JENSFEST '24: Proceedings of the Workshop Dedicated to Jens Palsberg on the Occasion of His 60th Birthday

Full Citation in the ACM Digital Library

SESSION: Papers

The Normalization Barrier Revisited

In a POPL 2016 paper, Brown and Palsberg presented a breakthrough result on "the normalization barrier." The normalization barrier, according to conventional wisdom, originates from a theorem in computability theory, which says that a total universal function for all total computable functions is impossible. Therefore, it was widely believed that strongly normalizing lambda calculi do not have self-interpreters either.

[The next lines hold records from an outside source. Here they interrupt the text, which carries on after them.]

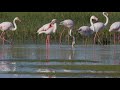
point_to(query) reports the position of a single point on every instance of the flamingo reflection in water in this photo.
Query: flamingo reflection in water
(6, 66)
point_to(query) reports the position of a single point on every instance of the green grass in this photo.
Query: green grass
(32, 21)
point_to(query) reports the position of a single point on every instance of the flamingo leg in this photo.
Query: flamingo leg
(95, 37)
(99, 38)
(114, 38)
(61, 36)
(86, 42)
(68, 38)
(5, 39)
(47, 46)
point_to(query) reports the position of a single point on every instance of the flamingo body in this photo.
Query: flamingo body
(47, 29)
(115, 27)
(85, 31)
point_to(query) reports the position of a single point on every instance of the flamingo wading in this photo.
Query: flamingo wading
(115, 27)
(4, 26)
(86, 30)
(48, 29)
(69, 24)
(99, 26)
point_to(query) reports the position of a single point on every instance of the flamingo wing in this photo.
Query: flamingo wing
(6, 26)
(115, 26)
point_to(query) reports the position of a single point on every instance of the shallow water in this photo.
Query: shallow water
(34, 61)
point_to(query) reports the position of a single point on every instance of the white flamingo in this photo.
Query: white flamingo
(4, 26)
(99, 26)
(115, 27)
(69, 24)
(86, 30)
(48, 29)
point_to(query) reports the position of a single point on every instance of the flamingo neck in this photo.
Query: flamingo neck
(73, 42)
(91, 22)
(15, 26)
(107, 19)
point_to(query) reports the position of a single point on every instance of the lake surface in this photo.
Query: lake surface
(34, 61)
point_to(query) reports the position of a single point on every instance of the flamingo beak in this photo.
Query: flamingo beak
(19, 20)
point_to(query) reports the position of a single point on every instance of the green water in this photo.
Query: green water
(33, 61)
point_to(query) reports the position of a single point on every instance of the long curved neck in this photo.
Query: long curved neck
(107, 19)
(15, 26)
(91, 22)
(73, 42)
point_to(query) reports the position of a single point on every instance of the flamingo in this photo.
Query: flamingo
(115, 27)
(4, 26)
(69, 24)
(99, 26)
(86, 30)
(48, 29)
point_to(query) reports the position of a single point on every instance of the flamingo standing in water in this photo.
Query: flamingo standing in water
(69, 24)
(115, 27)
(86, 30)
(99, 26)
(48, 29)
(4, 26)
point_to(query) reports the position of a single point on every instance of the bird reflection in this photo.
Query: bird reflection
(5, 64)
(71, 54)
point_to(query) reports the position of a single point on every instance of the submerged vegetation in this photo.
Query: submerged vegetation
(32, 21)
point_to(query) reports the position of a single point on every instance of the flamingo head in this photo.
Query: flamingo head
(53, 21)
(105, 13)
(17, 19)
(94, 18)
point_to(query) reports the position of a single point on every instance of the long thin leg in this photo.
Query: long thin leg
(86, 42)
(47, 46)
(95, 37)
(3, 35)
(114, 38)
(68, 37)
(61, 36)
(99, 38)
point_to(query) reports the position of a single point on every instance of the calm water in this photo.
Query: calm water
(34, 61)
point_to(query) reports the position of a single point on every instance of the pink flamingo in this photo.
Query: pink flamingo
(100, 26)
(48, 29)
(115, 27)
(4, 26)
(69, 24)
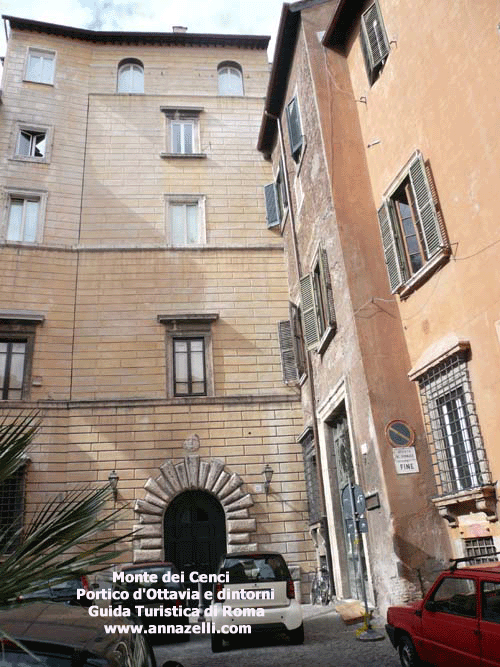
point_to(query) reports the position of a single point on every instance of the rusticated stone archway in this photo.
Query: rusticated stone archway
(191, 472)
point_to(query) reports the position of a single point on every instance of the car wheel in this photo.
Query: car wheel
(216, 643)
(297, 635)
(407, 653)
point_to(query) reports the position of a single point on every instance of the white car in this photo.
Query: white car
(256, 590)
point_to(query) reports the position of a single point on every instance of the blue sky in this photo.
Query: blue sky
(254, 17)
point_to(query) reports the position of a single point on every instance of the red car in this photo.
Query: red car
(457, 624)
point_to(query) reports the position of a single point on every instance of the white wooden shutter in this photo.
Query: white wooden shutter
(391, 251)
(426, 210)
(287, 349)
(310, 326)
(294, 128)
(328, 290)
(272, 208)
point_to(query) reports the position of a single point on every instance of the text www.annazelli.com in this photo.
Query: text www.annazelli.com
(180, 629)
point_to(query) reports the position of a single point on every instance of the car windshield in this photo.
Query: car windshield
(256, 568)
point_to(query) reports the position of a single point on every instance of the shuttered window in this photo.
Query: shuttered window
(374, 42)
(410, 226)
(291, 347)
(318, 311)
(294, 128)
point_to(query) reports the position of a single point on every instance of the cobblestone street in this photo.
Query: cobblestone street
(328, 642)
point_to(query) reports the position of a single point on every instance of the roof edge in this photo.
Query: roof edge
(178, 38)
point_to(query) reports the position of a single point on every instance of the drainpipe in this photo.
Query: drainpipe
(312, 393)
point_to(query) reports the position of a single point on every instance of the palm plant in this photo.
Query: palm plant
(66, 535)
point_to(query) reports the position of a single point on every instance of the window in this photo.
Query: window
(23, 219)
(12, 368)
(40, 66)
(455, 595)
(291, 347)
(12, 509)
(17, 334)
(276, 199)
(31, 144)
(480, 550)
(24, 216)
(230, 79)
(311, 476)
(458, 452)
(185, 220)
(189, 353)
(374, 42)
(318, 313)
(182, 132)
(131, 77)
(189, 367)
(413, 235)
(294, 128)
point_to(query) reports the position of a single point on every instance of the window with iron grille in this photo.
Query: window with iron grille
(189, 367)
(481, 549)
(11, 510)
(458, 453)
(311, 477)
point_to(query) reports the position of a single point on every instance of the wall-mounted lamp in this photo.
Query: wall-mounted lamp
(113, 481)
(268, 474)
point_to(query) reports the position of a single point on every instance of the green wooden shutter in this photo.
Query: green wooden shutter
(294, 128)
(309, 317)
(287, 349)
(391, 251)
(374, 42)
(272, 208)
(426, 210)
(327, 285)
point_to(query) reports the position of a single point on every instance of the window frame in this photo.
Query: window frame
(374, 55)
(276, 199)
(189, 326)
(129, 62)
(172, 201)
(295, 129)
(32, 128)
(319, 322)
(182, 115)
(235, 67)
(16, 326)
(457, 455)
(16, 521)
(189, 354)
(428, 223)
(26, 196)
(43, 53)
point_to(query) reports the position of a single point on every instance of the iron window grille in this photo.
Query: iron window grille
(480, 550)
(457, 448)
(12, 510)
(311, 477)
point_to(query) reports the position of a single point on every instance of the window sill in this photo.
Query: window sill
(23, 158)
(480, 499)
(439, 259)
(327, 336)
(189, 156)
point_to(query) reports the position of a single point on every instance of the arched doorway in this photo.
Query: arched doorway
(195, 532)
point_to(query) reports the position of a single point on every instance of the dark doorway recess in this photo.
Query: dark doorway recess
(195, 532)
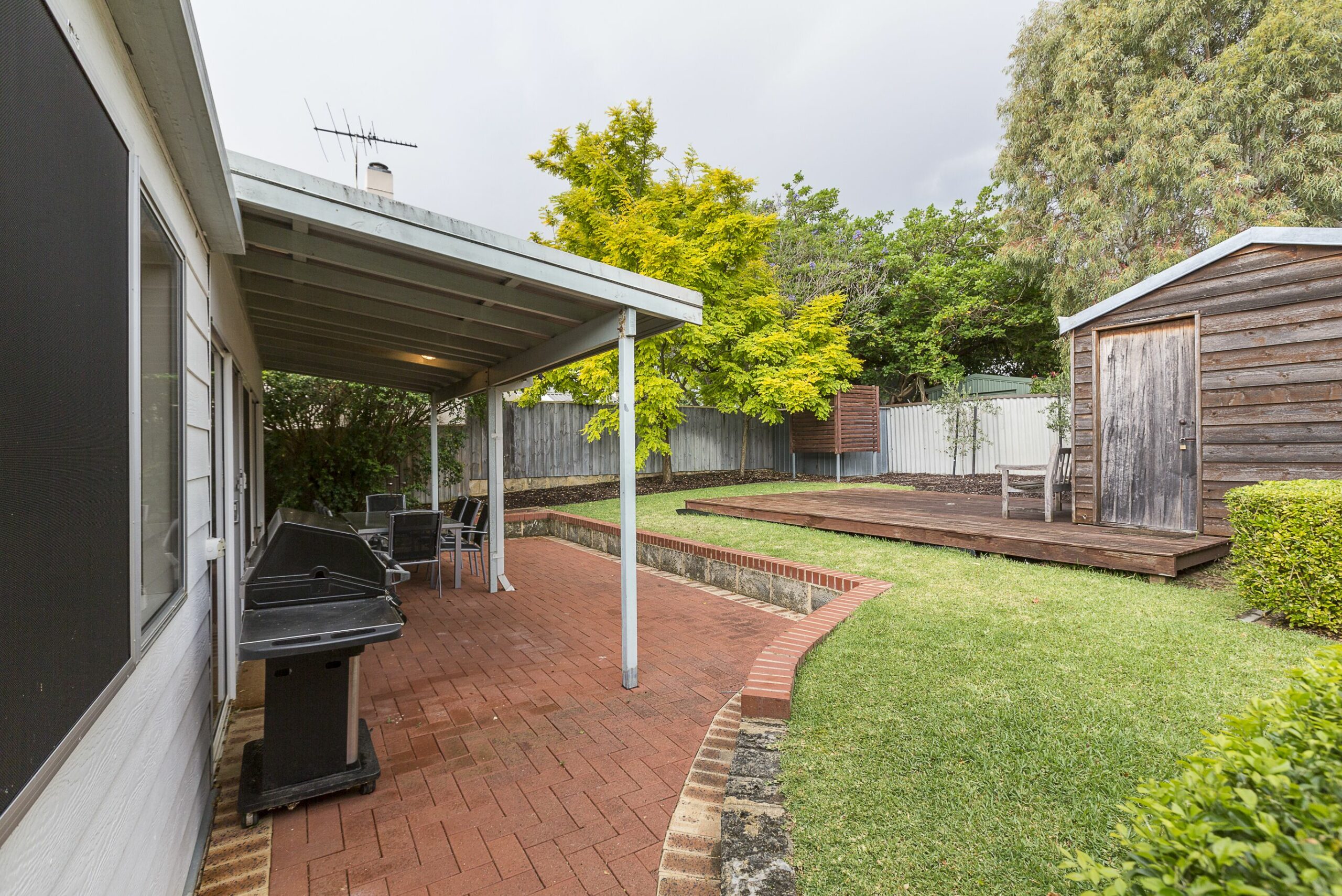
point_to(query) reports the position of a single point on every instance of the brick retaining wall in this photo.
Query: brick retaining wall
(826, 595)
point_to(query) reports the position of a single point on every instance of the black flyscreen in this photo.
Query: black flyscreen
(65, 532)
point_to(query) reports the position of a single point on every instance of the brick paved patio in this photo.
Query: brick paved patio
(513, 761)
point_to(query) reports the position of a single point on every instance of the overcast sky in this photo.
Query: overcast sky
(893, 101)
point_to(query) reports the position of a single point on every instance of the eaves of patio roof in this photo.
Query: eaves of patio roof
(345, 284)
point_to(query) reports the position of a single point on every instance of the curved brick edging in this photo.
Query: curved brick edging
(796, 587)
(691, 854)
(730, 830)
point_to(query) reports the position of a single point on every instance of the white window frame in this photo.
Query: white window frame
(145, 633)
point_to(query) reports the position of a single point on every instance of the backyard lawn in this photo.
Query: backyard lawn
(983, 714)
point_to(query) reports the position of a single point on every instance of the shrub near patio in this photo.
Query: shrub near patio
(1257, 815)
(1287, 553)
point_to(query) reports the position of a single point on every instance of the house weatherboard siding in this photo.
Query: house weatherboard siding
(123, 811)
(1267, 318)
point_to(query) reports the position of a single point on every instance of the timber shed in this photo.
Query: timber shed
(1221, 371)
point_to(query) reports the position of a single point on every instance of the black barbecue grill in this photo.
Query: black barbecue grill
(315, 595)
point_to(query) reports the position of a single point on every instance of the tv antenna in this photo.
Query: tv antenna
(359, 138)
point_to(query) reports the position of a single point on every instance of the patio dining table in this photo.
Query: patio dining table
(377, 524)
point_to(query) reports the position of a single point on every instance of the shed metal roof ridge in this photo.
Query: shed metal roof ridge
(689, 302)
(1263, 235)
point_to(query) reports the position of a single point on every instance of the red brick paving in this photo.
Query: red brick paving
(513, 761)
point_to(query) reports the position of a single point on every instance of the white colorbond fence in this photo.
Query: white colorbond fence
(547, 441)
(916, 443)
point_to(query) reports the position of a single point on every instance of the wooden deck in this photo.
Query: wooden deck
(973, 522)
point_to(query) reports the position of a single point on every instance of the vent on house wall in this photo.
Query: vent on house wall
(379, 180)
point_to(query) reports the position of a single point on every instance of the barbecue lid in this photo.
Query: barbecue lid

However, Brown and Palsberg constructed a self-interpreter for F-omega, which is a strongly normalizing lambda calculus. One of the key insights behind the Brown-Palsberg breakthrough is due to the fact that "static type checking in F-omega can exclude the (computability) proof’s diagonalization gadget, leaving open the possibility for a self-interpreter," according to Brown and Palsberg [2016]. In this paper, we revisit this phenomenon. In particular, in the Brown-Palsberg result, terms in F-omega were encoded as typed representations, and an external type checker was assumed to do type checking. In our work, we consider a type checker assumed to be built into the interpreter, which reports type errors on ill-typed inputs. We believe this is closer to real interpreters. Consequently, our representation is untyped, and ill-typed inputs are specifically handled. Under this setting, we show that the original computability theory result still holds. Our result does not contradict the Brown-Palsberg result. Rather, it shows that computability theory results are still applicable to F-omega from a different angle, thus "rebuilding" the normalization barrier.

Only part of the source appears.